Não basta colocar uma placa na estrada com o limite máximo de velocidade de 120 km/h. É necessário ter fiscalização e previsão e aplicação de sanções que levem o condutor a agir de maneira responsável. Da mesma forma, construir um novo regime fiscal exige disciplinar as receitas, as despesas, a dívida pública e o patrimônio. A recente proposta é como a placa que passará a informar o limite máximo, mas que, sozinha, será insuficiente para dirimir os enormes equívocos e excessos cometidos na direção das contas públicas.

A boa notícia é que já tramitam no Congresso Nacional alguns projetos que ajudariam a formar um bom código fiscal. É o caso daqueles que tratam das normas gerais de orçamentos e contabilidade pública, da responsabilidade de empresas estatais, da criação do conselho de gestão fiscal, da responsabilidade fiscal nos Estados e do controle da dívida federal.

Aliás, fixar limites para a dívida da União é crucial para assegurar sucesso à limitação do gasto. A experiência internacional mostra que muitos dos países que adotaram o teto para o gasto também fixaram limite para a dívida. No caso do Brasil, bastaria aprovar o projeto de resolução nos termos do substitutivo do senador José Serra, no plenário do Senado, para o limite entrar em vigor. O texto prevê uma trajetória gradual de redução da dívida em proporção da receita no prazo de 15 anos.

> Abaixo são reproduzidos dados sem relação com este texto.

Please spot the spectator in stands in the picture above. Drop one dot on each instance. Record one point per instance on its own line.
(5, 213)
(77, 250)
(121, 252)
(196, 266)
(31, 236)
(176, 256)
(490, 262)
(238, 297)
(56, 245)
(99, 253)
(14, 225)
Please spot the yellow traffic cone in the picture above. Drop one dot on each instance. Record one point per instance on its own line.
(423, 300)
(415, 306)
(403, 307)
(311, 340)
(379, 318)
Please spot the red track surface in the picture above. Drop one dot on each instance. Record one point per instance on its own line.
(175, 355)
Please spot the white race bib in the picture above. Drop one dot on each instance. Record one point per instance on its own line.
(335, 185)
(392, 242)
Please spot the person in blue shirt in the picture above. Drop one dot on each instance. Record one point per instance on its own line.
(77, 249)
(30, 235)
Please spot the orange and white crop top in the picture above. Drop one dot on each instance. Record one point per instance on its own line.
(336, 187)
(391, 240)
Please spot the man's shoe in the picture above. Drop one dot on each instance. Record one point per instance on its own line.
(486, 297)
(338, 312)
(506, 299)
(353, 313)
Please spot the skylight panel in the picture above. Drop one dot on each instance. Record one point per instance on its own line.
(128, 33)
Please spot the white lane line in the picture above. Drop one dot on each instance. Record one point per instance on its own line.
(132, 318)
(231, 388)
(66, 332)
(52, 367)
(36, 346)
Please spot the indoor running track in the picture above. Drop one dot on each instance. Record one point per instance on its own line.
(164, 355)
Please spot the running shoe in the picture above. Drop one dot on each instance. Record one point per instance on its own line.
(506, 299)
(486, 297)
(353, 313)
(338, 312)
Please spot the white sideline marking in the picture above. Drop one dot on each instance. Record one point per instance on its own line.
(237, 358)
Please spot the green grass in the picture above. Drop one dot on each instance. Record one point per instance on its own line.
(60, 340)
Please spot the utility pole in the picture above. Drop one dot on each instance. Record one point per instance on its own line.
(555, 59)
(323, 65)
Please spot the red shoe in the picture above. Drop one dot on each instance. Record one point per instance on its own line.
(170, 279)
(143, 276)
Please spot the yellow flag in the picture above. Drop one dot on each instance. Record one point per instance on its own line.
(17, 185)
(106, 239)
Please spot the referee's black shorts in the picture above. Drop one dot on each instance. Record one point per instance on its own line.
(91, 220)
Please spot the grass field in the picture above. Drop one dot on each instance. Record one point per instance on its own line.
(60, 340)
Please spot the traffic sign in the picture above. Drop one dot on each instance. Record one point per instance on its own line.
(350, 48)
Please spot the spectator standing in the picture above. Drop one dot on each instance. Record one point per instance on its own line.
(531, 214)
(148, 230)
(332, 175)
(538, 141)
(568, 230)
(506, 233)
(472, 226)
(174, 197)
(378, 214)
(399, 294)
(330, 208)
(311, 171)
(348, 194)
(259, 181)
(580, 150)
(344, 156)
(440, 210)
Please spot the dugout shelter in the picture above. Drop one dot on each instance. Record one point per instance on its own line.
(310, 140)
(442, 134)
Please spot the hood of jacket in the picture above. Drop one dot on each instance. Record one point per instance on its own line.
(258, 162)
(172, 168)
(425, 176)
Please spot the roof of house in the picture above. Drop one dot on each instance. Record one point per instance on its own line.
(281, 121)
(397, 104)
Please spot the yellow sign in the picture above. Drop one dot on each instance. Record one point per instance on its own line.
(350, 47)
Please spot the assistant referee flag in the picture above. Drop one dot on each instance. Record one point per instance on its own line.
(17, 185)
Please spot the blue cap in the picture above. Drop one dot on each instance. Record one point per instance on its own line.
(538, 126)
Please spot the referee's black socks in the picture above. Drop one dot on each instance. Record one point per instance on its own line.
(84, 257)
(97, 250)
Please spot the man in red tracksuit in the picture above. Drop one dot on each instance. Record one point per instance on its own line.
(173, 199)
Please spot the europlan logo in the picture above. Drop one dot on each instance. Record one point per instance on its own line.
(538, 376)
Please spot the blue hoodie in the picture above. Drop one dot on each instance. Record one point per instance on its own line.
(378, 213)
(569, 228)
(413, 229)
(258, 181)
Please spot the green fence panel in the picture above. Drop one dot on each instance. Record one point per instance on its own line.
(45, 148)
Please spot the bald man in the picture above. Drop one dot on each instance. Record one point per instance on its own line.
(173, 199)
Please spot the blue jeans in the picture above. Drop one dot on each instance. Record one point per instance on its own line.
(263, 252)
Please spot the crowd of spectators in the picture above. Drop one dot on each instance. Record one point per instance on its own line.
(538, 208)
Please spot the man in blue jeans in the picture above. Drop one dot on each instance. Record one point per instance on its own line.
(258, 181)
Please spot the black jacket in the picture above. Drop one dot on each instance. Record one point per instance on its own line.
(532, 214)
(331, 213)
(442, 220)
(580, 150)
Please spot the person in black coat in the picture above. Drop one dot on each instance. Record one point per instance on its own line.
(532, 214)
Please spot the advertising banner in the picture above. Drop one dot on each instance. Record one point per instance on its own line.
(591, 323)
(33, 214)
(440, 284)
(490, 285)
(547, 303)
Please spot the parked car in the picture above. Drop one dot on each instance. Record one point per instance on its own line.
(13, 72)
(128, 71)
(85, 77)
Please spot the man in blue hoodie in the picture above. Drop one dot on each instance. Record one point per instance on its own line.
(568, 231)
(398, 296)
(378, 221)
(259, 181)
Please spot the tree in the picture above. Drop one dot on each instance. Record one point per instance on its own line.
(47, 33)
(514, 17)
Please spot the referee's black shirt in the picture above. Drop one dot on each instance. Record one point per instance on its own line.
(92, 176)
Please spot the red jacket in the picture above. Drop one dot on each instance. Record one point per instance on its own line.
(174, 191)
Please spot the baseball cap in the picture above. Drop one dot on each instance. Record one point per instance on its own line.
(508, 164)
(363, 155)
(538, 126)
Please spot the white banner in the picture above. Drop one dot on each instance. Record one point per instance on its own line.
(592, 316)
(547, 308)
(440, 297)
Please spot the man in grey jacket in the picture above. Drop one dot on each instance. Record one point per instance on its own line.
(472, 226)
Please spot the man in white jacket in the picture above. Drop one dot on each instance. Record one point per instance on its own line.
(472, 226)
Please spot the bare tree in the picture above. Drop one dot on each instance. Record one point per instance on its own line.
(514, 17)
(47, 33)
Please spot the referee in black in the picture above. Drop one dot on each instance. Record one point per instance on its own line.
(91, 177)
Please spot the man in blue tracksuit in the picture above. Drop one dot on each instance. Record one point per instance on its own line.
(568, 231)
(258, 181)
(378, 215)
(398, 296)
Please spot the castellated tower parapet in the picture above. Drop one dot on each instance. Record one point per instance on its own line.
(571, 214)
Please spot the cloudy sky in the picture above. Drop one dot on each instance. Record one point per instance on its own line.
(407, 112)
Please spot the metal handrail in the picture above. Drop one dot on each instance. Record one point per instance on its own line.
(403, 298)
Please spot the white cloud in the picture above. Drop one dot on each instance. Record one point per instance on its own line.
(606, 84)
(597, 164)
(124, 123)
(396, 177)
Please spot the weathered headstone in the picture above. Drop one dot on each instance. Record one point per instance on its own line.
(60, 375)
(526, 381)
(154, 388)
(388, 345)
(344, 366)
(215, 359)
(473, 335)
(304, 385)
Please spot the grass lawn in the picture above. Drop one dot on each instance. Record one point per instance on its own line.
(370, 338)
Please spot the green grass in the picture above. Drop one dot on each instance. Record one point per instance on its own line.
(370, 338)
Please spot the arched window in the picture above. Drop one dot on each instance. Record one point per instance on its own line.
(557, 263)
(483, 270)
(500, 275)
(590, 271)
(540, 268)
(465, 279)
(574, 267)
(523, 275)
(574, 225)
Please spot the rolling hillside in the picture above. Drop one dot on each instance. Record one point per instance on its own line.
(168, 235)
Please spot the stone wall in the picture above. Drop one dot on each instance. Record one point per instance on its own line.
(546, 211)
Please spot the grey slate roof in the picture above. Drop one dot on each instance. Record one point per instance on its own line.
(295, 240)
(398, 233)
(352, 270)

Alerta. Outro entrave para calibrar de forma adequada a velocidade máxima do gasto é que pelo menos 14 rubricas da despesa pública estão sujeitas a algum tipo de indexação ou vinculação. Elas representam R$ 700 bilhões. Não por outro motivo, o professor Edmar Bacha tem alertado que o teto poderá paralisar o governo, se não for bem feito. Bacha também tem lembrado, diante de nosso vício de atentar apenas para o resultado primário (que não considera os juros pagos pelo setor público), a importância do déficit nominal.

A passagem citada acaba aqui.